My field of vision kept widening. Now I could see above and behind and above my head and now in every direction, even, it seemed, into my body, and, as I rose through the tree and curved into higher dimensions, I could see through objects, and out past the last straggling galaxies, until I even seemed to get a glimpse or two or three of that other universe, the bubbleverse, our less lucky twin, the one that had diverged from ours thirteen years and three hundred and fifty-two days ago, the one where One Liberty Plaza hadn’t burned down on 9/11 and so Lindsay hadn’t been able to use the marble floor from it in his fucking VVIP Skybox, the one where both towers had collapsed all the way instead of that half of the South one still sticking up like a fodder pollard, the one where the Disney World Horror hadn’t happened, where Dick Cheney hadn’t killed himself as he was being arrested, where Amy Winehouse had died in that coma and had never recorded or even written “Shake Before Serving,” one where the nine-stone Game had never come back and which was, therefore, on the royal road to ruin because at some point soon, somewhere, some doomster would hit on the right combination and there’d be no way to stop him or even find out about him until it was too, too, too too late, where I and Marena, maybe, had never met, and where I’d never even heard of Lady Koh, and where they were not yet, even, aspects of each other, if they even ever…
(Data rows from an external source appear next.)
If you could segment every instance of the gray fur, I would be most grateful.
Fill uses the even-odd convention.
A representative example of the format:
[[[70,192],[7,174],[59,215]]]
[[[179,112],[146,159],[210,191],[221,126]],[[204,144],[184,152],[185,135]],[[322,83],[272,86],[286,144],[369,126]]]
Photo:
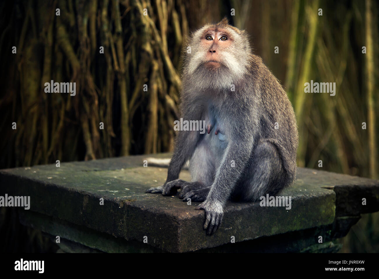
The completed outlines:
[[[227,29],[234,39],[220,56],[222,66],[213,71],[203,66],[205,56],[198,52],[207,50],[196,37],[209,28]],[[298,136],[287,94],[261,58],[252,53],[244,31],[224,20],[193,36],[190,41],[199,46],[193,47],[194,52],[184,60],[181,117],[205,120],[211,129],[204,134],[179,131],[166,182],[147,191],[171,195],[180,188],[179,197],[183,201],[191,198],[203,202],[197,209],[205,210],[204,229],[211,234],[221,223],[228,199],[257,201],[266,194],[275,195],[293,182]],[[232,55],[239,63],[238,71],[222,60]],[[234,91],[230,90],[229,81],[219,82],[230,78]],[[276,122],[278,129],[274,128]],[[179,173],[190,159],[193,181],[183,182],[178,179]]]

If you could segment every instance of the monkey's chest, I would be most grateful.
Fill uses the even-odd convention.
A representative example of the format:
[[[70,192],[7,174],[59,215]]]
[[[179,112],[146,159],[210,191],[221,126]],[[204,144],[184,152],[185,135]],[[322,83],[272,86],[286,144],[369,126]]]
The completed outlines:
[[[207,132],[206,140],[222,148],[226,147],[228,138],[226,130],[227,124],[222,119],[210,114],[206,119],[205,124]]]

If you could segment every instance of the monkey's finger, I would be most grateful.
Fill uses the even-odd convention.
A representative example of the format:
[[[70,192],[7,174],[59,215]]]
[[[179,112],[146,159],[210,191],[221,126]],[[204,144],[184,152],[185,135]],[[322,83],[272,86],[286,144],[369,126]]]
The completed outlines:
[[[186,199],[187,197],[191,197],[190,196],[187,196],[187,195],[186,194],[187,193],[190,191],[190,189],[188,189],[187,187],[185,187],[183,189],[181,188],[180,189],[181,189],[180,190],[180,193],[179,194],[179,199],[183,199],[183,198],[184,198]]]
[[[221,223],[222,222],[222,218],[224,217],[224,215],[221,214],[221,216],[219,218],[219,221],[218,222],[218,225],[217,226],[217,228],[218,229],[220,226],[221,226]]]
[[[208,226],[208,227],[207,230],[207,234],[208,235],[211,235],[213,233],[213,229],[216,226],[216,219],[214,216],[212,216],[211,219],[211,222]]]
[[[205,213],[207,214],[207,218],[205,219],[205,221],[204,223],[204,229],[206,230],[207,228],[208,228],[208,226],[209,225],[209,223],[211,221],[211,216],[210,213],[208,212],[207,211],[205,211]]]

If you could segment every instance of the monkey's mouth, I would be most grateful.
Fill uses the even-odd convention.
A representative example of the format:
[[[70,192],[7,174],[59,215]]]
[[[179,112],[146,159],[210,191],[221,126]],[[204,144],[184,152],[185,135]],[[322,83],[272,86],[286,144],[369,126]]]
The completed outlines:
[[[221,67],[221,63],[218,61],[215,60],[210,60],[207,61],[204,64],[207,68],[210,69],[215,69]]]

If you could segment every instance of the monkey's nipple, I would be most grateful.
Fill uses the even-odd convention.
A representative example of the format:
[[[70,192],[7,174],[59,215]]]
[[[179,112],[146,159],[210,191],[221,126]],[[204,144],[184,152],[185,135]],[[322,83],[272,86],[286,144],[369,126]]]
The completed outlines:
[[[212,125],[211,125],[210,124],[209,124],[208,125],[207,125],[207,129],[208,129],[208,134],[210,133],[210,132],[211,132],[211,127],[212,127]]]

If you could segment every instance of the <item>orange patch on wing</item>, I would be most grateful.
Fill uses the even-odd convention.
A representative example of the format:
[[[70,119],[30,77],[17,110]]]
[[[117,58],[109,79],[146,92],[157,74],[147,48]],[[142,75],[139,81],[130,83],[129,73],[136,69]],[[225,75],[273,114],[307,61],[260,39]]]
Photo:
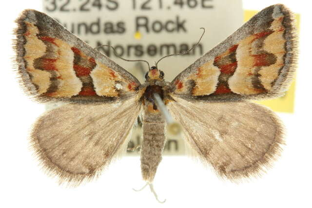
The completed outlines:
[[[214,93],[216,94],[224,94],[226,93],[230,93],[231,92],[231,90],[228,87],[223,84],[220,84],[217,87]]]
[[[116,78],[117,77],[115,75],[115,73],[112,70],[109,70],[109,74],[111,75],[113,78]]]
[[[178,90],[180,89],[182,87],[183,87],[183,83],[180,81],[179,79],[177,79],[175,82],[175,85],[176,86],[176,89]]]
[[[74,54],[79,56],[81,55],[81,52],[80,51],[80,50],[78,49],[77,48],[75,47],[72,47],[71,49]]]
[[[266,54],[259,54],[251,55],[254,58],[254,66],[269,66],[270,63],[267,60],[268,55]]]
[[[38,87],[39,95],[47,92],[50,84],[51,74],[48,72],[37,69],[35,67],[35,59],[43,57],[46,49],[45,44],[37,36],[39,33],[38,28],[34,23],[24,21],[27,31],[24,34],[26,43],[24,45],[27,62],[26,70],[31,75],[31,82]]]
[[[153,104],[148,104],[147,105],[147,110],[150,112],[150,113],[158,113],[159,112],[158,110],[154,110],[154,106],[153,105]]]
[[[89,67],[84,67],[79,65],[74,65],[74,70],[76,72],[77,76],[87,76],[91,72]]]
[[[89,58],[89,59],[88,59],[89,60],[89,61],[91,62],[92,63],[96,63],[96,60],[95,60],[94,58],[93,58],[92,57],[90,57],[90,58]]]
[[[44,58],[42,60],[42,68],[46,71],[57,71],[55,67],[57,59],[53,58]]]
[[[234,73],[237,66],[237,62],[220,66],[219,67],[222,73],[230,74]]]

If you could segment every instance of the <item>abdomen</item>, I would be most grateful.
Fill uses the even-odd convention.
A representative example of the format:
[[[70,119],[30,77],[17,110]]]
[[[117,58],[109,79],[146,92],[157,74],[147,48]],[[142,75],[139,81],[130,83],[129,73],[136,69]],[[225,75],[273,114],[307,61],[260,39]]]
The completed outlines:
[[[151,105],[144,106],[141,146],[141,170],[143,180],[152,182],[161,161],[165,147],[165,120],[160,113]],[[149,107],[150,107],[149,108]]]

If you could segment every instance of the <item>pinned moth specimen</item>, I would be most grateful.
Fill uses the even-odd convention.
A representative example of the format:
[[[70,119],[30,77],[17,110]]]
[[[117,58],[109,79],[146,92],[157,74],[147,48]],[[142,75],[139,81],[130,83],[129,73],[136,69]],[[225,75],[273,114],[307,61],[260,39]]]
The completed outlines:
[[[294,74],[295,28],[282,4],[260,12],[171,82],[156,64],[140,83],[43,13],[25,10],[17,22],[24,89],[41,102],[67,103],[40,117],[31,135],[40,163],[61,182],[77,186],[98,177],[125,151],[141,115],[141,172],[152,189],[166,141],[156,96],[219,176],[239,181],[261,174],[280,151],[281,122],[250,100],[281,96]]]

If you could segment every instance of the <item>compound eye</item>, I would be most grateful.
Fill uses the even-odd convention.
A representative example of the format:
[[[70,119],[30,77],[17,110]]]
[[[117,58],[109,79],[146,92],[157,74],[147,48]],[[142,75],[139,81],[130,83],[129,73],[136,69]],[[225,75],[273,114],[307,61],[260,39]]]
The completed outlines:
[[[165,74],[164,73],[164,72],[163,72],[162,71],[160,71],[160,70],[159,70],[159,71],[160,71],[160,77],[161,78],[163,78],[164,76],[165,76]]]
[[[144,76],[145,77],[145,79],[148,79],[148,72],[145,74],[145,76]]]

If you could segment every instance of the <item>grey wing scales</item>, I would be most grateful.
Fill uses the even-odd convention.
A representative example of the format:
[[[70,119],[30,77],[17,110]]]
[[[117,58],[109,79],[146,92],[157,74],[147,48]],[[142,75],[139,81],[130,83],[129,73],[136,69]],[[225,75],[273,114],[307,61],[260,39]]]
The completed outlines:
[[[97,177],[119,151],[125,151],[140,108],[137,96],[60,107],[38,119],[31,134],[33,147],[49,175],[78,186]]]
[[[26,10],[16,21],[21,82],[37,100],[105,102],[136,93],[135,77],[47,15]]]
[[[283,128],[269,109],[249,102],[174,99],[168,106],[187,142],[218,175],[236,181],[259,175],[279,155]]]
[[[295,30],[283,5],[263,9],[178,75],[173,93],[207,101],[281,96],[295,69]]]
Don’t think about it. We’re here, in our own friendly universe, and it would still last a while. Until 19.19.19.17.19, 9 Kawak, 12 Yaxki’in. Thursday, October 12th, 4772. After that, the big nothing. Well, that was still quite a distance off. Don’t think about that either. Look, you bought the world quite a good amount of time. Human-scale-wise. Anyway, things’ll be quite different then, right? In fact I could already see some different… yes. I already saw the new city, the capital of the world, with its double mul rising in undulating omnichromatic stairways to an apex higher than Popocatepetl and, then, widening, filling the zeroth sky. I saw odd decisions being made, the Pantheon in Rome exploding in violet lava, a fashionably naked pair of two-ropelengths-long humans with thirteen pairs of dainty thalidomidesque arms sprouting centipedishly down their sides nuzzling each other as they reclined on a fur toboggan drawn through the Park Avenue Tunnel by four yellow phororhacci, and the trail led down an alley of titanic ceiba trees that shed clouds of jade razors around my defleshing body, and there was something horrible waiting at the end of the path, something pustuled with screaming larvae but still wearing the knowing smirk of the toad, and I already knew, I knew why it had started and when it had to end, the smell of a graviton, the color of the Ku band, the reason a skull smiles. But as I came to know I stayed to forget, thirteen, nine, five, I was already forgetting, four, three, I will have already forgotten, two, zero, I’ve already forgotten.